Da alcune settimane il dollaro USA è tornato protagonista sul mercato valutario, guadagnando terreno sulle principali valute. Dalla fine di settembre il valore del Dollar Index è aumentato di oltre 4 punti percentuali.
Da quando, a marzo del 2022, la
Federal Reserve ha iniziato il ciclo di strette sui tassi di interesse, il biglietto verde ha soppiantato letteralmente le altre divise, alimentando soprattutto le strategie di
carry trade (la pratica di prendere a prestito denaro in valute a basso rendimento, come lo yen, per investire in dollari con un rendimento di oltre 5 punti percentuali).
Tale meccanismo ha retto per un paio di anni, prima che le aspettative del mercato volgessero verso un allentamento da parte della Banca centrale americana. A settembre la Fed ha attuato un maxi-taglio di mezzo punto percentuale del costo del denaro, confermando le attese di una politica monetaria ampiamente accomodante e indebolendo il dollaro. Tuttavia, ora la valuta a stelle e strisce è tornata a ruggire, attirando gli acquisti degli investitori. Citigroup ha riferito che tra i suoi clienti, gli hedge fund questo mese hanno registrato la più lunga serie di acquisti giornalieri di dollari degli ultimi due anni.
Dollaro USA: ecco cosa spiega la sua forza
Sono almeno tre le ragioni per cui il dollaro USA si sta rafforzando in questo periodo. Una attiene alle elezioni americane. Secondo molti, ormai il biglietto verde è considerato un Trump-trade. In buona sostanza, gli investitori sono convinti che se Donald Trump verrà rieletto alla Casa Bianca, il dollaro ne trarrà vantaggio. Come è possibile se il leader repubblicano ha sempre parteggiato per una debolezza della valuta nazionale?

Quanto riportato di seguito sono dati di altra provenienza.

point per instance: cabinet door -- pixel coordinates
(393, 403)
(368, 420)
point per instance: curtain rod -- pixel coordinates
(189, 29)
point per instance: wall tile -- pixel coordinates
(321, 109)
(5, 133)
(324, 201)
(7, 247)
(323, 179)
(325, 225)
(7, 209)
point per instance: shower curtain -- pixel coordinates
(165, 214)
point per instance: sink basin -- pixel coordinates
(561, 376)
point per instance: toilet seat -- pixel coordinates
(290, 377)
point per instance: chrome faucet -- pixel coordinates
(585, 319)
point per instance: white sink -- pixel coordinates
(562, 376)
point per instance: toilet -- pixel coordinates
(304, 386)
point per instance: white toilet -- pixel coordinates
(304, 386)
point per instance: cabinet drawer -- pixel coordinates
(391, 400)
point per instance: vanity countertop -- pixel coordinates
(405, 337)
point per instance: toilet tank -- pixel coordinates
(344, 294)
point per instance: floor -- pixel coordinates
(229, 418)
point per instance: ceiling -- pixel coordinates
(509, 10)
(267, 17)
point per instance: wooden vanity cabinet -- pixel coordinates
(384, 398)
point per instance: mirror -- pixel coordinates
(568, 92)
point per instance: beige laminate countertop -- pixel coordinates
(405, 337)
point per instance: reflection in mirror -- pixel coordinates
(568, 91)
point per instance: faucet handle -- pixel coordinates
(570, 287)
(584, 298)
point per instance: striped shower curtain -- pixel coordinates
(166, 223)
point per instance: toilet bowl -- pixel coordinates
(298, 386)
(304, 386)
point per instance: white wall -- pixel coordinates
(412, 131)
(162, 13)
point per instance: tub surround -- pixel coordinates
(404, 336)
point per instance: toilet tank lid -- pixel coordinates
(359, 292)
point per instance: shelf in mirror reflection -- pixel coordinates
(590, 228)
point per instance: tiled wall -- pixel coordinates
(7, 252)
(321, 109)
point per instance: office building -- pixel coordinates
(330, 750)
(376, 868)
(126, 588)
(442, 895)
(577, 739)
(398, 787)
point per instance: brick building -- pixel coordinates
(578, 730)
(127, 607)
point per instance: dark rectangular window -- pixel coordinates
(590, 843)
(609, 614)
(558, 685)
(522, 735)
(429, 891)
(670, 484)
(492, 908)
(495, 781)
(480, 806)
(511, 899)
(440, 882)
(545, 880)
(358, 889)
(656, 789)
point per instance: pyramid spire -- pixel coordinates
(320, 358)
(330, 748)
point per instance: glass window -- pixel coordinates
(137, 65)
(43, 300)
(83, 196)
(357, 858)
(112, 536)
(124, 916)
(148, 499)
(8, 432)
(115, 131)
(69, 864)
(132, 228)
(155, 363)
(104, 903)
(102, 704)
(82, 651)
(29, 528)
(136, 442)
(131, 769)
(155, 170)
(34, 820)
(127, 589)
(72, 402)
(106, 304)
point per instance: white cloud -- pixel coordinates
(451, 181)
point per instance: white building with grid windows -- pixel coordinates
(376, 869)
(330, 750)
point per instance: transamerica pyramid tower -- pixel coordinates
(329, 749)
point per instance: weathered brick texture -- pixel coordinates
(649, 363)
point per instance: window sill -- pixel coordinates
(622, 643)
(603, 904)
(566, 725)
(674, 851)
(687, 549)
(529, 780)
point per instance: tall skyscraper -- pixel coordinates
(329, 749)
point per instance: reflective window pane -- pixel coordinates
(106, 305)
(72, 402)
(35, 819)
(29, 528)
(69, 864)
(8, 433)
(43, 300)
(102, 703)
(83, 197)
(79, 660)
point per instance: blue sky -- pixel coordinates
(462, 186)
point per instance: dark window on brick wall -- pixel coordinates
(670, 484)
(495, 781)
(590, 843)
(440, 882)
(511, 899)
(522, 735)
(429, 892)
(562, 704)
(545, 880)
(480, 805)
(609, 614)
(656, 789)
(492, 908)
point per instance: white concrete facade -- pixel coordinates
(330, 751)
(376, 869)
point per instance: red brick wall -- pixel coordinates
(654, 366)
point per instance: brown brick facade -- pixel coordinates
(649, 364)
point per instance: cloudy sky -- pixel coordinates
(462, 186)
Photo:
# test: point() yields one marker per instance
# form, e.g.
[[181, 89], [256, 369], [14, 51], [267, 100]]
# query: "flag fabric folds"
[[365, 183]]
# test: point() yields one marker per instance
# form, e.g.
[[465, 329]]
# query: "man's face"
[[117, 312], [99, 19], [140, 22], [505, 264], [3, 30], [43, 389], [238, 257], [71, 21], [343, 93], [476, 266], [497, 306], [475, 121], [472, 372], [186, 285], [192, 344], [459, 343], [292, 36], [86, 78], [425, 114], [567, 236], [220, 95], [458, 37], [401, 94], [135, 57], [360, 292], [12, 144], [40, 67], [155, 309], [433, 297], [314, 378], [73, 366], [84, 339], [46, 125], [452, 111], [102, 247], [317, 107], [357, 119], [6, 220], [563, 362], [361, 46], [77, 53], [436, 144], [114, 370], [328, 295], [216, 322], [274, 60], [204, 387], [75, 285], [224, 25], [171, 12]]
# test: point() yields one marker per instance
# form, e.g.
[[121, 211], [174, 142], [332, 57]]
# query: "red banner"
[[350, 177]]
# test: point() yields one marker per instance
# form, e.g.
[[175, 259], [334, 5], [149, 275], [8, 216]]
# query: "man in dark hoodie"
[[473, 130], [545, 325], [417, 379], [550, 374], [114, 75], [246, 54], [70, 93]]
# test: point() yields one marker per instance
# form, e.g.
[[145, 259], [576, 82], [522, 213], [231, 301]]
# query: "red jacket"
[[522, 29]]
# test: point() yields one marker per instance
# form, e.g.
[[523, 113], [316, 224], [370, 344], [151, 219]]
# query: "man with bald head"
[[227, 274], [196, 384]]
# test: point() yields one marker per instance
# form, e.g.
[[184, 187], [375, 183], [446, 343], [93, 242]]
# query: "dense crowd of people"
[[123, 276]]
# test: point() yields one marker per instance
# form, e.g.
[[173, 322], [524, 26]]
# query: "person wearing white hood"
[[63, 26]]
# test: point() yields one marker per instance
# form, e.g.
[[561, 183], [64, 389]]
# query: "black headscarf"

Ricordiamo gli scontri verbali che ha avuto durante il suo precedente mandato con il governatore della Fed, Jerome Powell, accusato di non abbassare abbastanza i tassi impedendo così l'indebolimento del dollaro. In realtà, il mercato crede che l'applicazione dei dazi promessi da Trump comporterà un aumento di valore della moneta. Le motivazioni sono due.
In primo luogo, i consumatori americani acquisteranno meno beni importati perché li pagherebbero di più. Quindi diminuiranno la domanda di valuta estera. In secondo luogo, le tariffe commerciali farebbero salire i prezzi e generare inflazione, costringendo in questo modo la Fed ad alzare i tassi di interesse. "Le politiche economiche di Trump tendono ad essere associate a una maggiore inflazione e, di conseguenza, a un ciclo di allentamento dei tassi meno aggressivo da parte della Fed nei prossimi anni", ha detto Thierry Wizman, strategist globale dei cambi e dei tassi di interesse di Macquarie.
La seconda ragione che spiega la forza del dollaro si riferisce allo stato di salute dell'economia americana. A inizio agosto e a inizio settembre i dati sull'occupazione statunitense avevano spaventato gli investitori, in quanto avevano riportato una contrazione del mercato del lavoro paventando l'arrivo di una recessione. In seguito, però, le indicazioni macro e le letture sull'occupazione nel mese di ottobre hanno allontanato scenari recessivi. Le buone condizioni economiche degli Stati Uniti si riflettono inevitabilmente e positivamente sul dollaro.
La terza ragione, legata alla seconda, è il fatto che il mercato ora si aspetta una Fed meno aggressiva sul versante dei tagli ai tassi. L'economia è in buona salute e l'inflazione non ha ancora raggiunto stabilmente l'obiettivo di lungo periodo del 2% della Banca centrale. Gli stessi funzionari della Fed hanno avvertito che il taglio dei tassi che si è visto a settembre, difficilmente si ripeterà nelle prossime riunioni. In altri termini, il dollaro renderà di più di quanto ci sia aspettava fino a un mese fa perché i tassi rimarranno alti più a lungo.